Della poesia, di Nicla Vassallo, quindi, cosa resta? L’impressione è che resti proprio il non-detto, il mostrato, il manto di un sofferente tema d’amore che riveste pudicamente l’intera silloge di un’autrice che, come la protagonista del woolfiano Una stanza tutta per sé, liberamente si esprime e in vari ambiti, anche grazie al dono della poesia. Un amore elevato (per la metafisica e per le donzelle, in ogni loro declinazione e istanziazione) che caratterizza l’animo umano e lo nobilita e un amore altrettanto potente e ineluttabile (per l’insofferenza e per l’insolenza in tutte le loro forme) che lo affligge spietatamente.
Un amore chiaroscurale, quello di queste liriche, abbagliato dal barlume di una saggezza (filosofica) che di amori può suscitarne anche di terribili, come ci ricorda Platone nel Fedro, ma che, proprio vacillando tra l’altezza della verità e la concretezza delle passioni, sembra incarnare nell’essere umano il vero senso della parola poetica voluto da Aristotele.

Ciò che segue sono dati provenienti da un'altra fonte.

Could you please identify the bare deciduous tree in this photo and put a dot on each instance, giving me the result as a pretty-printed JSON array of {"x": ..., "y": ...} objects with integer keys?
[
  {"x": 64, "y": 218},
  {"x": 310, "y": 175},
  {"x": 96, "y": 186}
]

Un amore che oscilla, riecheggiando una delle più classiche opposizioni nella storia della filosofia e che resta irrisolto, così come insolute rimangono, ora come allora, le opposizioni accademiche tra i filosofi, antichi e contemporanei: platonici contro aristotelici, analitici contro continentali, solo per ricordarne alcune. Una matrice di contrasti che annovera tra i suoi vettori anche quelli della filosofia e della poesia, affliggendole, incrociandole senza renderne possibile una solvibilità, laddove, forse, una filosofia e una poesia che volessero realmente dirsi pubbliche, potrebbero trovare un modo per cooperare, stabilendo una forza sinergica da contrapporre alla strenua ignoranza epistemica ed emotiva che affligge l’umano tempo vissuto.
Un amore, quello che ammanta questa silloge, che resiste, e segna con tutti i suoi “meno“, che sbaraglia, nelle liriche, la distinzione saussuriana tra il significato e il significante, ri-significando le parole agli occhi di ciascuno dei lettori e consentendo loro di ri-trovare qualcosa del proprio sé. Un amore che lascia spazio (In ristoranti gentilizi), che si apre al tempo (Nonostante questo presente amore), che forse vorrebbe chiudersi nello spazio e nel tempo dentro a ciascuna lirica (Di recente mi hai fatto uno squillo), senza poterlo fare (Spesso cercata e ricercata): come si è accennato, è la stessa metafisica paratestuale della poesia di Nicla Vassallo a impedirlo, annullando la chiusura del mondo poetico con la sapiente e consapevole omissione di un segno, semplice ma definitivo, al termine di ciascuna delle liriche, quasi volendo mostrare che non tutto è stato detto, ma che qualcosa è stato mostrato.